Ma montre était arrêtée ; il nous semblait que nous venions de partir, et cependant, en jetant les yeux en bas, nous vîmes que les nuages avaient disparu, que le ciel était pur, que le soleil s’en allait sous nos pieds ; et tout en nous disant que, sans doute, on nous voyait encore de chez les timides mortels, nous ne pouvions plus rien distinguer sur la surface boueuse de ce bas-monde. Il était clair comme le jour qu’il faisait nuit là-bas. Bientôt, nous ne vîmes plus rien au-dessous de nous, rien que le soleil qui se cachait derrière un point noir, rien que le ciel sous nos pieds et sur notre tête.

Me dirais-tu bien ce que tu aurais fait en pareille situation ? Vil mortel, tu aurais eu le vertige, et tu te serais couché tout au fond de la nacelle, laissant ta vapeur s’épuiser, et tu aurais ensuite gambadé dans l’espace, ou bien tu te serais empressé de descendre, de descendre toujours, toujours, vers ces tanières de taupes, au sein de l’obscurité, pour t’accrocher aux arbres de quelque forêt, s’il en reste ; ou pour te plonger dans les flots de la mer, comme un misérable matelot.

Oui, tu l’aurais fait, toi, vil insecte rampant ! Mais les demi-dieux qui ont su s’élever au-delà de ce que la pensée humaine des temps passés a osé concevoir, ne descendent point de leur hauteur à travers les ténèbres ; ils attendront le grand jour dans une entière sécurité ; ils ne vogueront point au hasard ; mais leurs concitoyens seuls, les heureux fils du ciel, les Paulitains les reverront planer au-dessus de leurs têtes, et sortir, sur leur immense carrousel, de leur navire aérien conquérant des limites de l’atmosphère. Gloire à la noble et grande, Paulitane !!

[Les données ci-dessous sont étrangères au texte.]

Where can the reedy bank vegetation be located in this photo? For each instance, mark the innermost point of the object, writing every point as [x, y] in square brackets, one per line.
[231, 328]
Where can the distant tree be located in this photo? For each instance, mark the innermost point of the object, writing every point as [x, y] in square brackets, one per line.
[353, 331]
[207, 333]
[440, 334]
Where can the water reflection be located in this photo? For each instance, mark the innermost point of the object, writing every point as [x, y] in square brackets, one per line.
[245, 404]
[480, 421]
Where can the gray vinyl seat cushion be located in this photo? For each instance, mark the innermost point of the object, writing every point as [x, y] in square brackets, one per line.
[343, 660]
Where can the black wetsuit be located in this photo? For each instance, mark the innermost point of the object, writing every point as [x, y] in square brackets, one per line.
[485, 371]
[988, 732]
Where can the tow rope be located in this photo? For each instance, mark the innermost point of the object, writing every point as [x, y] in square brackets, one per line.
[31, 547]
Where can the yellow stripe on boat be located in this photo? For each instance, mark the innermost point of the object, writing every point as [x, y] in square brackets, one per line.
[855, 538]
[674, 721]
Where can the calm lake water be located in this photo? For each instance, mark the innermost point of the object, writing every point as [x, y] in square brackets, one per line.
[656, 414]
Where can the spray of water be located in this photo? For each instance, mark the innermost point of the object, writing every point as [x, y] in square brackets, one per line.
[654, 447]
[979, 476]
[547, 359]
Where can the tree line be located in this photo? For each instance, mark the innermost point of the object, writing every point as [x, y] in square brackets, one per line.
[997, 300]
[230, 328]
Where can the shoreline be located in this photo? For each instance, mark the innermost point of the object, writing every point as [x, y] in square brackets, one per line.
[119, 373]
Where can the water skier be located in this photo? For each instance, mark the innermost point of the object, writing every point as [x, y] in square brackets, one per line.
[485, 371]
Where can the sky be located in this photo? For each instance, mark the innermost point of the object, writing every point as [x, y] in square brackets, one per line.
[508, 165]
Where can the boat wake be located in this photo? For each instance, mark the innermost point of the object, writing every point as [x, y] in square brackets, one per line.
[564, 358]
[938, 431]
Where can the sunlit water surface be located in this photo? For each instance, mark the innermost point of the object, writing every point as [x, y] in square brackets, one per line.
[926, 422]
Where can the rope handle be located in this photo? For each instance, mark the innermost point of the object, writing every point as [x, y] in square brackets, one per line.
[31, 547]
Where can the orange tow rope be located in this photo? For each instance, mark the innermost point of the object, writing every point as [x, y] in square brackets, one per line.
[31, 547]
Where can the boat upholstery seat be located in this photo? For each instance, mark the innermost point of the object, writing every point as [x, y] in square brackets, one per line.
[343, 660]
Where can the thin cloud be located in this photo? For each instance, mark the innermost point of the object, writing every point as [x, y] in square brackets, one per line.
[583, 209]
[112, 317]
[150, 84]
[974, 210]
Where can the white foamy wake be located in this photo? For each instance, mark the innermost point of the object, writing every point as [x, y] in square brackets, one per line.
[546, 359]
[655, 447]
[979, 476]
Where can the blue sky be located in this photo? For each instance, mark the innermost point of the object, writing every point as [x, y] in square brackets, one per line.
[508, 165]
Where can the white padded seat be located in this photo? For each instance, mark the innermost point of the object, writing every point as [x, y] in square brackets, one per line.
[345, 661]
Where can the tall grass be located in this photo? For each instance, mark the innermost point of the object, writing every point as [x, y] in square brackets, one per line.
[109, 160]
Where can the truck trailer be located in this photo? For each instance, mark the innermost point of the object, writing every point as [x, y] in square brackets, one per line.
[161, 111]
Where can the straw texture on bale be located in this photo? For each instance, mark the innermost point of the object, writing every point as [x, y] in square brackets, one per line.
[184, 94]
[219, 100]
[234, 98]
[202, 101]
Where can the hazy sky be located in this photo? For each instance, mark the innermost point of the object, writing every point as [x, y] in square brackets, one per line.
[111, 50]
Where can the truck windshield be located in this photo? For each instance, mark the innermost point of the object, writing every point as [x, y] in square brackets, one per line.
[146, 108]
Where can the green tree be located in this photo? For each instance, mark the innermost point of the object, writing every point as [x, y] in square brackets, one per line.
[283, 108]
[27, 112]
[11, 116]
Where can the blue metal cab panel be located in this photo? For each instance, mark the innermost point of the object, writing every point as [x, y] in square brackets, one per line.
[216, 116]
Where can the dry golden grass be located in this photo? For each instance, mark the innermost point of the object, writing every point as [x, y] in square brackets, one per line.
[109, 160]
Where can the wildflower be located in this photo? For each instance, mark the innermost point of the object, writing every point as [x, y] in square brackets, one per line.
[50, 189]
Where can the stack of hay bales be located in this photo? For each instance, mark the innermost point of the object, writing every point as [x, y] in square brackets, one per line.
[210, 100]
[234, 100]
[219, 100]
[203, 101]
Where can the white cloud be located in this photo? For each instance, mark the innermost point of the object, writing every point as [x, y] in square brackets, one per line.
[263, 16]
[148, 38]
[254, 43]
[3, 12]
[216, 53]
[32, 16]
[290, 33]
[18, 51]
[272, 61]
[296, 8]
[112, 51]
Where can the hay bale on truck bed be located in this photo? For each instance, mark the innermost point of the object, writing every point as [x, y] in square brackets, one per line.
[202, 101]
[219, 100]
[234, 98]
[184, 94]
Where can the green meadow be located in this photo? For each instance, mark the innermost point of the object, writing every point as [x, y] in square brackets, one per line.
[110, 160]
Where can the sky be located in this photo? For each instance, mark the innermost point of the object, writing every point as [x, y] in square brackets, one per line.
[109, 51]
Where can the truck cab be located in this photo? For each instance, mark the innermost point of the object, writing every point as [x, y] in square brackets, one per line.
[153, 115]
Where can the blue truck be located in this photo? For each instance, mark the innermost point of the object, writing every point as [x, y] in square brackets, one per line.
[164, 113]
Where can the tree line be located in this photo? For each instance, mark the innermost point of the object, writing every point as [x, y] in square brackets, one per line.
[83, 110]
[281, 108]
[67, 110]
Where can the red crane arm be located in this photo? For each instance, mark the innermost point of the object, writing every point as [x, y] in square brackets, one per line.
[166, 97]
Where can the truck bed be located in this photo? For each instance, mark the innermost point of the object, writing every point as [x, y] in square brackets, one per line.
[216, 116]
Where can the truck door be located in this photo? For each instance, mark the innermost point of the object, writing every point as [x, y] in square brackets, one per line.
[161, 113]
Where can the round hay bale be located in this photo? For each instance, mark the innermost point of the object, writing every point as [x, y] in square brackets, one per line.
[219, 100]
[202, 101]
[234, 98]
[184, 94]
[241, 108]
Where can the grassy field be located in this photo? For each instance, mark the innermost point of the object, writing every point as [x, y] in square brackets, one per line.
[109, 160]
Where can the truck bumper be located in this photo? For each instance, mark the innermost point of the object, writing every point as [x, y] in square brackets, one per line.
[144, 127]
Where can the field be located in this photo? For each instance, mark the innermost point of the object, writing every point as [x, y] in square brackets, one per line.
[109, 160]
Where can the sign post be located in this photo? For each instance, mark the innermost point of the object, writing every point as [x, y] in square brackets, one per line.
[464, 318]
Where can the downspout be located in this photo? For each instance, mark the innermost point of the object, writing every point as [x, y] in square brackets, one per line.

Elle était autrefois petite, bien petite, la noble ville, mes amours ! Alors que toute sa population, enveloppée par une armée de Germains, enveloppée de la fumée des canons qui renversaient ses remparts à demi-bâtis, préféra la mort à la honte d’une capitulation. Elle était bien petite, ma Paulitane, mes amours ! alors qu’elle se mirait encore accroupie aux claires ondes de la Thénie. Depuis, on l’a vue s’étendre le long de son beau canal, dans ses plaines si variées, où elle allonge ses mille bras pour recevoir, toujours bienveillante, les innombrables voyageurs que lui apportent ses bateaux à vapeur et ses chemins de fer, de toutes les parties du globe. Elle sera grande et glorieuse, ma bien-aimée, ma Paulitane, la ville qui a donné le jour à celui qui, le premier, s’est élevé aux limites de l’atmosphère terrestre. Et bientôt, puissante métropole, elle donnera naissance à une ville aérienne qui s’élèvera ici-même, d’où je t’écris dans toute la sécurité de mon âme, à la clarté éblouissante de la lune et des étoiles, en attendant que le jour revienne, et que, la première, elle jouisse du spectacle que veut lui donner un de ses enfants, celui qui la chérit le plus.

Tu descendrais donc, toi ! Hé ! Vois pourtant combien sont tranquilles ici tes frères par la terre ; et vois maintenant de quel spectacle tu serais privé, et de quelles incroyables nouvelles ta patrie n’aurait pas été peut-être la première instruite.

Tandis qu’incapable de goûter le sommeil, je m’amusais à t’écrire sur mes genoux, que le chauffeur fatigué se reposait et qu’un des mousses l’avait remplacé pour veiller à l’entretien d’une vapeur suffisante pour nous soutenir, l’autre petit espiègle était là, assis à mes pieds, jasant tout seul. Tout à coup, il poussa un cri d’étonnement en montrant la lune.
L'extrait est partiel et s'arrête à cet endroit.